ÖSTERREICH. Der Prozess um den Energiekostengutschein könnte richtungsweisend für Hunderttausende Österreicherinnen und Österreicher sein: Eine Vorarlbergerin, die leer ausging, klagte mit Unterstützung der AK Vorarlberg die Republik Österreich auf Auszahlung der 150 Euro Stromkostenzuschuss, wegen vermuteter Verfassungswidrigkeit. 

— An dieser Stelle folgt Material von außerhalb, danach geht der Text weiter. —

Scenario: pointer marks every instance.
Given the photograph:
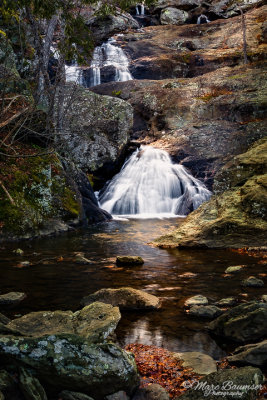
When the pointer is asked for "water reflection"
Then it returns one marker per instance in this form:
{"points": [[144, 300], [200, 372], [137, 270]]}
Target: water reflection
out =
{"points": [[172, 275]]}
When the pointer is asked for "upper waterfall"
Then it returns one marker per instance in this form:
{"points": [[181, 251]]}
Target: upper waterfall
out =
{"points": [[149, 183], [109, 55]]}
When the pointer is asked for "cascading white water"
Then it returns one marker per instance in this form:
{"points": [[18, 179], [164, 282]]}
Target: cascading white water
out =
{"points": [[108, 54], [149, 184]]}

760.000 Menschen könnten betroffen sein

Am Bezirksgericht Feldkirch fand am Mittwoch der zweite mündliche Verhandlungstag statt. Die AK legte dar, dass es sich keinesfalls um einen Einzelfall handle, sondern dass Hunderttausende betroffen sein können. „Ein Urteil im Sinne der Klägerin hätte Signalwirkung für alle Betroffenen“, stellt AK Präsident Bernhard Heinzle klar. Um die weitreichenden Folgen des stark kritisierten Energiekostenausgleichsgesetzes (EKAG 2022) darzulegen, hat die AK Vorarlberg eine Berechnung angestellt. Demzufolge erhielten – konservativ berechnet – mindestens 760.000 Haushalte in Österreich nicht die ihnen zustehenden 150 Euro Energiekostenausgleich, obwohl sie alle Voraussetzungen dafür erfüllten.

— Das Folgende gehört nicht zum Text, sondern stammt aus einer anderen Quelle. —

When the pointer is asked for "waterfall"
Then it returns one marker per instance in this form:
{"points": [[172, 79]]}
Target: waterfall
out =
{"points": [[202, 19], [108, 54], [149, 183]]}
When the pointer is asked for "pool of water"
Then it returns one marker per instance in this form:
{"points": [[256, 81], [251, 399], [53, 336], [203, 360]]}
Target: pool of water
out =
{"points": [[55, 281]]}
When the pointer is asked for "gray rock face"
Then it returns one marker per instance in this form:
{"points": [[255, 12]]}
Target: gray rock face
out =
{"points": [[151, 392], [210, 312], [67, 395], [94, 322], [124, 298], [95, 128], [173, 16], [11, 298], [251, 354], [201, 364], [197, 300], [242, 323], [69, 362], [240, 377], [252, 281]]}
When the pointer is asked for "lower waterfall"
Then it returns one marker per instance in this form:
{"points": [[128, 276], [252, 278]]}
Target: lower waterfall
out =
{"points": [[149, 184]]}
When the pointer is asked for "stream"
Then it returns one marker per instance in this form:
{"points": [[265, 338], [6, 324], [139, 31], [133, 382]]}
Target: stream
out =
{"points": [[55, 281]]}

Bewohner von WG, Wohnblöcken, Heimen betroffen

„Das Gesetz verspottet jene, die Strom zahlen, aber nicht Adressat der Rechnung sind.“ Grund dafür sei, dass die Möglichkeit zur Inanspruchnahme der Gutscheine an einen aufrechten, eigenen Stromliefervertrag – und damit einen eigenen Stromzähler  - gekoppelt waren. Viele Menschen in Österreich verbrauchen und zahlen Strom aber ohne einen eigenen Vertrag und Zähler, etwa wenn sie in geteilten Wohnhäusern, in Wohnblöcken mit nur einem Stromzähler, betreuten Wohneinrichtungen, Studentenwohnheimen oder WGs wohnen. Es liegen zwar eigene Haushalte vor, diese verfügen jedoch nicht über einen eigenen Stromliefervertrag. Die Stromkosten werden dann meistens über die Betriebskosten abgerechnet bzw. mittels Subzähler ermittelt und dann auf alle Haushalte im Gebäude aufgeteilt.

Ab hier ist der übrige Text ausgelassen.